Leaders must design and sustain organizations that unleash potential. It isn’t about feeling good (happiness). It is about being good (meaning). People love to watch movies. That doesn’t mean that showing Gladiator at work will produce a better workplace.
How can they create a sense of purpose for tens or hundreds of thousands of employees with different needs? They can’t. Each person has their own sense of purpose. You can’t create it, but you can discover it. So the real question is how you design an organization that discovers each person’s sense of purpose. The secret: start with the CEO.
Executives are still trying to understand what data is available, what they can do with it, and insights they can glean.
As I will discuss next week at the ATKearney event, more data is likely to lead to more confusion. Data can be used to answer important questions (like, “What are you really good at?”). But it can’t substitute for a well designed culture, work, and excellent management. These are the structures that create clarity.
HR and IT are building stronger relationships than ever before. Together these two roles have the power to drive great change and they will be spearheading many initiatives around the future of work.

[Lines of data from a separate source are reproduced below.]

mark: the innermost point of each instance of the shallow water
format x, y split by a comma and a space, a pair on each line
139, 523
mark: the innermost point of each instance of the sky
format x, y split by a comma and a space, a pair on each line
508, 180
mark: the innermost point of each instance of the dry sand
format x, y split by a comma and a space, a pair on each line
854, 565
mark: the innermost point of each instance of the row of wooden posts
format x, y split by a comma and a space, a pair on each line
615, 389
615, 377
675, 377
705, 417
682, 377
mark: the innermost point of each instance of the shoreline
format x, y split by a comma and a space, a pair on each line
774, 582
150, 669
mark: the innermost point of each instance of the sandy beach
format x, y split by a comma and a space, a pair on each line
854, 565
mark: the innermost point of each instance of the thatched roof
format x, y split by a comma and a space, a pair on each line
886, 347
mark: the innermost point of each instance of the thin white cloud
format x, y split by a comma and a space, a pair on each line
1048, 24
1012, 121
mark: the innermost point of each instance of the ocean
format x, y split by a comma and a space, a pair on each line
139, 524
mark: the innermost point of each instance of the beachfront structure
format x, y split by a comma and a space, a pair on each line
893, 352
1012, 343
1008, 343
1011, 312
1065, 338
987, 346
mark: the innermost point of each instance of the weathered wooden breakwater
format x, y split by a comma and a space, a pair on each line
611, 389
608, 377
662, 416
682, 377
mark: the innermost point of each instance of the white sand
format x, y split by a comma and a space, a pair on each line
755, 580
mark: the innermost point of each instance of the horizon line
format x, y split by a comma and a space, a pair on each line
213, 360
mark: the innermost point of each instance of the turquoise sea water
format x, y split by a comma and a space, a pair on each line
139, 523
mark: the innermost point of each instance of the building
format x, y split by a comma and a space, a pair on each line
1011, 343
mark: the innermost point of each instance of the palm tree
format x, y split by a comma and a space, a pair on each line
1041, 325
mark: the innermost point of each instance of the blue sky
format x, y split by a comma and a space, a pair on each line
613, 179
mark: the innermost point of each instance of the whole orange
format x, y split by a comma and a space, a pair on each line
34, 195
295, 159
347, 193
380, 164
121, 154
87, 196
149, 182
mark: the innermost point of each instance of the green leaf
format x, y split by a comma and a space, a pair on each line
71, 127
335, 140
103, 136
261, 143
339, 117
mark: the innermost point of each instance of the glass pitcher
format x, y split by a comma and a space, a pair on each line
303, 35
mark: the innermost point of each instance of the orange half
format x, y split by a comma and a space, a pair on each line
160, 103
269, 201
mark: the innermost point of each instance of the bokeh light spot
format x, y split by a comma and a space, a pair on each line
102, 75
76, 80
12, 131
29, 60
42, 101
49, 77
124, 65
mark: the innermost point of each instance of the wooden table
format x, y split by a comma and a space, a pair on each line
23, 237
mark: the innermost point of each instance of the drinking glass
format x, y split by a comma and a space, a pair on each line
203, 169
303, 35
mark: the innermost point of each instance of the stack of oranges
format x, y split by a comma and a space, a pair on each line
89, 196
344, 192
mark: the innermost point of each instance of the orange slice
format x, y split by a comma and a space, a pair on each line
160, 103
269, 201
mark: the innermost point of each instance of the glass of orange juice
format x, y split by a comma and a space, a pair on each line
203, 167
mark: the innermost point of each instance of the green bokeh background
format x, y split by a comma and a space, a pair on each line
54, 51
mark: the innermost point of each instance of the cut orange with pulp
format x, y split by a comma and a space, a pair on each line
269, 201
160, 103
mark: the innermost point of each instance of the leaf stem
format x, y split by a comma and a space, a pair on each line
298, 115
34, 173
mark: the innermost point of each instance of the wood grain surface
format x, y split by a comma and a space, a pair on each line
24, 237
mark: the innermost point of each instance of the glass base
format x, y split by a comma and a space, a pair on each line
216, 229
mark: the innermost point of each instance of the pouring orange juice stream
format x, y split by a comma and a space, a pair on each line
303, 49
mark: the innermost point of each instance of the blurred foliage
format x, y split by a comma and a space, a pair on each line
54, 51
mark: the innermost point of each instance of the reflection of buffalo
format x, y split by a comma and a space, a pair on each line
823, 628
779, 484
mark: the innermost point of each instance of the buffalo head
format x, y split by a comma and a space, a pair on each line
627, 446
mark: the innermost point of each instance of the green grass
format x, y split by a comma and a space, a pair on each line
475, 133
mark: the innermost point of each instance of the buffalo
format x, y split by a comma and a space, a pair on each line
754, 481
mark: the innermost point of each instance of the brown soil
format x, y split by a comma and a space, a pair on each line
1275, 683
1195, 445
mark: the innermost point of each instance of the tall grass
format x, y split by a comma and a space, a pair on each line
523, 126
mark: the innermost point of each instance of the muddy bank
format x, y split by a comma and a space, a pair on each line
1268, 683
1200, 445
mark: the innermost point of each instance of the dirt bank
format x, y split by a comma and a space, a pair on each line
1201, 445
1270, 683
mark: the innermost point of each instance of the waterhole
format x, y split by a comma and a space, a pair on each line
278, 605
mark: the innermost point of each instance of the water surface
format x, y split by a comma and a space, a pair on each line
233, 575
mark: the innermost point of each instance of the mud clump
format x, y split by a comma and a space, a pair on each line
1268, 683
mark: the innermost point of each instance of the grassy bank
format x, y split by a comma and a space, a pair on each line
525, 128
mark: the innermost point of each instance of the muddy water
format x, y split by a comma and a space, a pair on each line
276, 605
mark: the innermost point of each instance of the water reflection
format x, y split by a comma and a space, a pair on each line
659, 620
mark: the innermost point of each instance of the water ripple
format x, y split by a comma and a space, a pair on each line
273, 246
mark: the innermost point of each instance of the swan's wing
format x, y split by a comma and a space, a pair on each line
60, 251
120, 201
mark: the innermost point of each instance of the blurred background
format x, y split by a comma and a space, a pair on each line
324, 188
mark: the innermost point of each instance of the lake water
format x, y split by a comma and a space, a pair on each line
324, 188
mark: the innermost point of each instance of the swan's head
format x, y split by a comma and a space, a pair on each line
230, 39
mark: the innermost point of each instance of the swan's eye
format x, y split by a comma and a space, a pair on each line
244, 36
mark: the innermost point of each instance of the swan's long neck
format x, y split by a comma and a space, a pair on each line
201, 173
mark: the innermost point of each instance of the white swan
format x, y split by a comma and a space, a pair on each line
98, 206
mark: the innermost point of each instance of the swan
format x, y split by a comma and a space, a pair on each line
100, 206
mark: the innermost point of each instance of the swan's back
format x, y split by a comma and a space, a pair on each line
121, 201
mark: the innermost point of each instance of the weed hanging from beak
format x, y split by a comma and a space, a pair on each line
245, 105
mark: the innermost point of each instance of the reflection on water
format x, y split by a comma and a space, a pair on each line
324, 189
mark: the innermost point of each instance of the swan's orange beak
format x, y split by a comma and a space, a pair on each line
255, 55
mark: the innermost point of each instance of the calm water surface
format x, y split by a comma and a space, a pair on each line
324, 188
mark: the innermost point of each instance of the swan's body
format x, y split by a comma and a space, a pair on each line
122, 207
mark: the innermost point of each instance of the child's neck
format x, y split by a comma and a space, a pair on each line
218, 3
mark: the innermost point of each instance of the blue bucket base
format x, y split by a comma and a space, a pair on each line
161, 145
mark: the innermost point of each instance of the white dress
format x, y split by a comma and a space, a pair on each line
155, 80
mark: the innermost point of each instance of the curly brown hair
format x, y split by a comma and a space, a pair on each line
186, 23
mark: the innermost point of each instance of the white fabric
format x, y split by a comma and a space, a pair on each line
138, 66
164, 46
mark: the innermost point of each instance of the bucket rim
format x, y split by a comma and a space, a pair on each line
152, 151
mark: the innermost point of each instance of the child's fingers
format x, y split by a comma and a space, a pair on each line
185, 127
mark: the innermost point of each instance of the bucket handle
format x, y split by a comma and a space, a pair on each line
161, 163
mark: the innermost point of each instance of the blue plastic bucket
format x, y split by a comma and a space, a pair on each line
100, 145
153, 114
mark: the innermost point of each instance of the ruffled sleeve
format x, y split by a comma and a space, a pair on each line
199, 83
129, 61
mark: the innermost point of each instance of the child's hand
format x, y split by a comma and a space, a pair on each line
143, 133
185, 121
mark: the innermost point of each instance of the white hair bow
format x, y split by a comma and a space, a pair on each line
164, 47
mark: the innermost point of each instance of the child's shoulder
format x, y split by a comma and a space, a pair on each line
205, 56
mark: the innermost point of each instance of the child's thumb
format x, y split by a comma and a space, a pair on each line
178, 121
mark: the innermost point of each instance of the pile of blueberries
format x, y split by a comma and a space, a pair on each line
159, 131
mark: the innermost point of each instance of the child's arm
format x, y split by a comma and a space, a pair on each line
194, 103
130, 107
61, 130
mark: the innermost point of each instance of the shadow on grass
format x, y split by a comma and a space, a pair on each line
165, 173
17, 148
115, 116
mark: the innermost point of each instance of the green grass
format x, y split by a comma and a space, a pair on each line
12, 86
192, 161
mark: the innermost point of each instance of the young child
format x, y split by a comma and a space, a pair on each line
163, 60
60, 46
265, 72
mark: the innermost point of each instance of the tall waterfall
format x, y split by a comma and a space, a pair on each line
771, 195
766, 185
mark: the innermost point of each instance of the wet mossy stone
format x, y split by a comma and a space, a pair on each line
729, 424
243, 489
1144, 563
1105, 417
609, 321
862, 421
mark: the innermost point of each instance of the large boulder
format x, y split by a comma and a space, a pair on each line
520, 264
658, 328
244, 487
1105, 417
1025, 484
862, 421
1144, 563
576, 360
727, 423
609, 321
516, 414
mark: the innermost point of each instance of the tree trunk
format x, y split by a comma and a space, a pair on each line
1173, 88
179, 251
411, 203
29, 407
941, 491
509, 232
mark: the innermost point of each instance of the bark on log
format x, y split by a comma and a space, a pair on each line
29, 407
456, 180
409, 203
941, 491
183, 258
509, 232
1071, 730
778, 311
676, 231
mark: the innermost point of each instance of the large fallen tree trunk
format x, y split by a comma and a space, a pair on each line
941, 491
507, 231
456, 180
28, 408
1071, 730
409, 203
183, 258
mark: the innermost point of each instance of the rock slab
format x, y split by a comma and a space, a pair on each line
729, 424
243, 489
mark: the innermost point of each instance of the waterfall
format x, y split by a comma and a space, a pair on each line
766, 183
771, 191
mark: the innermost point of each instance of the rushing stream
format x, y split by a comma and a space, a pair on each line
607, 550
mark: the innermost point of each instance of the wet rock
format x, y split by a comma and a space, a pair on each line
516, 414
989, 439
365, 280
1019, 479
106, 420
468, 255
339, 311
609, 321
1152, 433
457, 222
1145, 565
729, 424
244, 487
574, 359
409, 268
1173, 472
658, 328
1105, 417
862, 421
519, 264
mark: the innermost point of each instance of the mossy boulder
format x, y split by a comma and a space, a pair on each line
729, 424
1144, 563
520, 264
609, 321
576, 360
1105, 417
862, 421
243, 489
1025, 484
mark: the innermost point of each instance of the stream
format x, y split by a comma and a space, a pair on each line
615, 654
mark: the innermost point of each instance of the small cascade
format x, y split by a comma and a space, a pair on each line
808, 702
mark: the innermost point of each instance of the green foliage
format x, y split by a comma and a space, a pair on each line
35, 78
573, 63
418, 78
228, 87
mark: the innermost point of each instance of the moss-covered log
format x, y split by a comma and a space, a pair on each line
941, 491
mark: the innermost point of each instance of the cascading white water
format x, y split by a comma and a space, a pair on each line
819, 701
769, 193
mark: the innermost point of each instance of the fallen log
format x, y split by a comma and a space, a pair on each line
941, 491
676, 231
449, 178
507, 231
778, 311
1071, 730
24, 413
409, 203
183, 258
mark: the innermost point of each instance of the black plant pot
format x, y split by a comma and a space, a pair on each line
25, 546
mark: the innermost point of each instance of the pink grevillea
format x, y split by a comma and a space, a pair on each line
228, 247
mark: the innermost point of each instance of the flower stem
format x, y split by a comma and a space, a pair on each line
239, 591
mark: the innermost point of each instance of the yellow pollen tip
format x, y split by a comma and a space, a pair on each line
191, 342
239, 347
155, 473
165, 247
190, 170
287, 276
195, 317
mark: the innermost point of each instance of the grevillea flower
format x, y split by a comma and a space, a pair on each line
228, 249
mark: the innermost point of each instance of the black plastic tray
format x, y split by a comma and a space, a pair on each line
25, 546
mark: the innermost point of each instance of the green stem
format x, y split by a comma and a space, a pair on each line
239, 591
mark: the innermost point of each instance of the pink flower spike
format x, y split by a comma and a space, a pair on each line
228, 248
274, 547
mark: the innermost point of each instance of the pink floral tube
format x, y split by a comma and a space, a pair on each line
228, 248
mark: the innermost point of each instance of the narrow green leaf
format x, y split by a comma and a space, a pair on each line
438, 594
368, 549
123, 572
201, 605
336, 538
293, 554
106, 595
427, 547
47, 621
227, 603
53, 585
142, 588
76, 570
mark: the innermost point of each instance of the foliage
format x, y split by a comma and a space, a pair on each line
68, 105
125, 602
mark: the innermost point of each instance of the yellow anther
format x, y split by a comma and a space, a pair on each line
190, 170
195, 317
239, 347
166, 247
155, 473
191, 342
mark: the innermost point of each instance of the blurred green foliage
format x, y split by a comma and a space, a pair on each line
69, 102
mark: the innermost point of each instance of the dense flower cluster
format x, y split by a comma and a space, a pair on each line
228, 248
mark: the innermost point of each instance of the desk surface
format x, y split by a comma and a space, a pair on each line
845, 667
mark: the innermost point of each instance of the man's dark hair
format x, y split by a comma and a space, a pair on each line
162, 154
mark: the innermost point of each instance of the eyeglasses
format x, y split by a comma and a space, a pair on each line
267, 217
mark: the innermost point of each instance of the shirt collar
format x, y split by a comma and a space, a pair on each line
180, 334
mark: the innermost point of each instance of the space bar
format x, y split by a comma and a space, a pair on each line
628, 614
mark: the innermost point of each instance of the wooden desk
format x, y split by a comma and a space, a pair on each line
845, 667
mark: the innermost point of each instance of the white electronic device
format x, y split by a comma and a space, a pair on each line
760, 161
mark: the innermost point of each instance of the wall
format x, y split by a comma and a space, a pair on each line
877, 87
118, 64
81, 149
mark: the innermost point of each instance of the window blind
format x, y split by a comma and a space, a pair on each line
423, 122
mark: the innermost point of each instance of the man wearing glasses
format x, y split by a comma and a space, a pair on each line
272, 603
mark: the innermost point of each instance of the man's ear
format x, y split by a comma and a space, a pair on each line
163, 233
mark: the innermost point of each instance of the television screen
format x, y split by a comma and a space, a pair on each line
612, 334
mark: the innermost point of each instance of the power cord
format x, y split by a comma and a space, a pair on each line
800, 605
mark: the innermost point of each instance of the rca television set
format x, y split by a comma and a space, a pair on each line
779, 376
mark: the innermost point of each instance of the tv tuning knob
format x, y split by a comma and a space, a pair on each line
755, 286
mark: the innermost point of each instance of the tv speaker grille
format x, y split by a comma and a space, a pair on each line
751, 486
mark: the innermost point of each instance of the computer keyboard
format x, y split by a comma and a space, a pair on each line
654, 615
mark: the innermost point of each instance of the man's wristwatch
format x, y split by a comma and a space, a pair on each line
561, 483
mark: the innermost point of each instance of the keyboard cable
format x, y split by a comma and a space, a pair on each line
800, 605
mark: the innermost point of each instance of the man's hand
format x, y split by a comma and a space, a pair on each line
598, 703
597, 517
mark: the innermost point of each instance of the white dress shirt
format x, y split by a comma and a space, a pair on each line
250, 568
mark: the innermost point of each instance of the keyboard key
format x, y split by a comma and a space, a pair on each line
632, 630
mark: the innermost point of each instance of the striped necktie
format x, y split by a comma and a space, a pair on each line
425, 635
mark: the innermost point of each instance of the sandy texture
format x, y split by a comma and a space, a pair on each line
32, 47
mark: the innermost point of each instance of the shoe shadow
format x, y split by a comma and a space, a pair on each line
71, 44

HR should focus on becoming business drivers, not better partners with other support organizations. Business is people, and the fact that HR doesn’t sit at the real strategy table should be the big thing that concerns them.
The challenge here is how to scale this change and how to keep every function moving at the same pace so nobody gets left behind. The change will only scale as fast as the people can change. In any change there will be some who accelerate and some who decelerate. If you set coordination as a goal you will sub-optimize the intended benefit of the change.
None of the business leaders are assuming that the relationship today is the same as the work relationship that existed even 5-10 years ago.
The long-term trend in employer-employee relationships can be summed up as less security, more freedom, more choice, more confusion. The forces that are driving this are accelerating. We believe the next stage in this relationship is Talentism: treating talent investors as capital investors, with the most common expected return being self-discovery.
This goes to show that there isn’t a single approach for every company. Right, because there isn’t a single approach for every person. Business is people. Don’t focus on companies. Focus on people. This is the mentality that organizations need. Test, experiment, and do so quickly and frequently.
Start with people. Most people don’t know their purpose or talents. Work is the path of discovery. We can’t have productive experiments to help people discover their individual points of excellence unless we celebrate mistakes, sort people who aren’t a good fit for the culture, and design for people.